ATX Power Supply Jumpers

ATX Power Supply Jumpers

Attempting to replace or repair your computer’s power supply unit (or PSU) is becoming increasingly easy, even if you don’t have advanced training or experience in working with computer hardware. A variety of different companies including both online retailers as well as local computer hardware stores now provide the necessary components to do some home repairs.

This provides some basic information on getting started using or updating the ATX power supply, whether replacing components or using a jumper to test or trigger a power supply unit to see if it’s working—however individual specifications differ between units and may require some specific attention.

The ATX form factor represents a specification system for the interconnection of your computer, your power supply unit and your processor or motherboard.

First introduced by the Intel Corporation in 1995, ATX (or Advanced Technology eXtended) specifies the connection of these components based on:

  • The physical dimensions of your computer.
  • The location of the mounting points on the computer chassis.
  • The input / output panel and the type of pin-out connector used.

It has gone through a number of different versions since its introduction, with subsequent versions offering improved efficiency and cost saving improvements.

Using jumpers to modify ATX Power Supplies

Although some experience is typically recommended for attempting repairs to your computer’s power supplies or modifying them, it is possible to alter an ATX power supply to turn it on without being attached to a motherboard.

This is useful if you wish to test whether the PSU is working or has any problems. For example, if your computer is failing to start under conventional methods, you may wish to test the power supply unit to determine whether the problem lies with it. This provides some basic instructions for a standard 20 pin type connector under the ATX specification.
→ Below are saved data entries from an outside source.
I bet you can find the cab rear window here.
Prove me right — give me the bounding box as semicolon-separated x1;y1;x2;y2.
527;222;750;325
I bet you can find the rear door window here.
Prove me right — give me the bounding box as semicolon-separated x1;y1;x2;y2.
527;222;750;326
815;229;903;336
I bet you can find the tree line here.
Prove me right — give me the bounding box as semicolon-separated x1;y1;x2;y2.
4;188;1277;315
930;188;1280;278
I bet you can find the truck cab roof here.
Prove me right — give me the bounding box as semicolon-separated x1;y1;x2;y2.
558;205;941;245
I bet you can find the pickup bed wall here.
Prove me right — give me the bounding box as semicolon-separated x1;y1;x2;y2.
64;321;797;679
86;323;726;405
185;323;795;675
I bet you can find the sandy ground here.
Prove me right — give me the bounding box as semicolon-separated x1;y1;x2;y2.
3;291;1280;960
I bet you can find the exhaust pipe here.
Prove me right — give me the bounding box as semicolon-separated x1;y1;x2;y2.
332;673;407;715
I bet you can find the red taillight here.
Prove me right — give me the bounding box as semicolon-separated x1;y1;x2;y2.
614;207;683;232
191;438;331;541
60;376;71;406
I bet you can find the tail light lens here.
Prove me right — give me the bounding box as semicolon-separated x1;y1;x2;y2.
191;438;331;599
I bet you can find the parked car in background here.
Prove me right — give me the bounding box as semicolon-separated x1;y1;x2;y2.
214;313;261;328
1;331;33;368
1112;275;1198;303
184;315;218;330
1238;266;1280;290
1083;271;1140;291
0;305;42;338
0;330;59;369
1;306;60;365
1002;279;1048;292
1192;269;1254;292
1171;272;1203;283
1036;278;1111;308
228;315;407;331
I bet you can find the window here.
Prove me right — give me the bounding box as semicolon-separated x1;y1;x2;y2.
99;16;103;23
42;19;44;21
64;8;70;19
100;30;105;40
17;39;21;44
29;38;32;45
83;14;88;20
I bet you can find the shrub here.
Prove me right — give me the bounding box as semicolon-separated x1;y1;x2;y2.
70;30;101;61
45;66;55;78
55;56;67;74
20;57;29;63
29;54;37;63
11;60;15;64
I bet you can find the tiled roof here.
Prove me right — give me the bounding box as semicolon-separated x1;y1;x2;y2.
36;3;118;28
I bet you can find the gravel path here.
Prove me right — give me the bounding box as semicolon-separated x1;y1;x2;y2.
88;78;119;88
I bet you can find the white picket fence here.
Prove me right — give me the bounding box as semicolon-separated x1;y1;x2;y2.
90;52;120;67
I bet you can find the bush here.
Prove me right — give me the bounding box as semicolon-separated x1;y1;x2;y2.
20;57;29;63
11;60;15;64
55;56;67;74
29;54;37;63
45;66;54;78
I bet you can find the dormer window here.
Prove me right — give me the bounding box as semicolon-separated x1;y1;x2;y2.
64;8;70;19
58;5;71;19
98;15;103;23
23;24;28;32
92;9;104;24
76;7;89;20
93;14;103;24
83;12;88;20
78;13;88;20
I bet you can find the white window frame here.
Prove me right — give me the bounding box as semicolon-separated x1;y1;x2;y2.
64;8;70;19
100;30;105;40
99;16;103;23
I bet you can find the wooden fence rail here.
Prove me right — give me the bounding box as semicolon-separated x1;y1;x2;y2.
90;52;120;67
  • First, unplug the power cord from the power supply unit as well as the motherboard.
  • Second, use a jumper to short out pins 14 and 15 on the 20 pin connector. These are the fourth and fifth pins from the top on the right hand side when looking at the connector, or the green to black coloured pins.
  • Then, plug in the power supplies cord to the electrical main just long enough to see whether it turns on the fan for the power supply unit. This allows you to determine whether or not a fault lies with the power supply unit—if the fan starts turning, the PSU is ok.

Basic safety for repairing or working on ATX Power Supplies Units

There are a few basic considerations for other repair, replacement or modification work on power supply units.

  • First, before attempting to replace any components, make sure the PSU is disconnected from the electrical mains.
  • It’s also important to remember that PSUs can carry a residual charge even after being disconnected, so it’s important to ground the unit safely before attempting to do any work, as this can deliver a nasty shock.
  • If at all uncomfortable with any of the repair work, don’t hesitate to consult expert technicians or speak to sales representatives to ensure you don’t risk damaging your computer.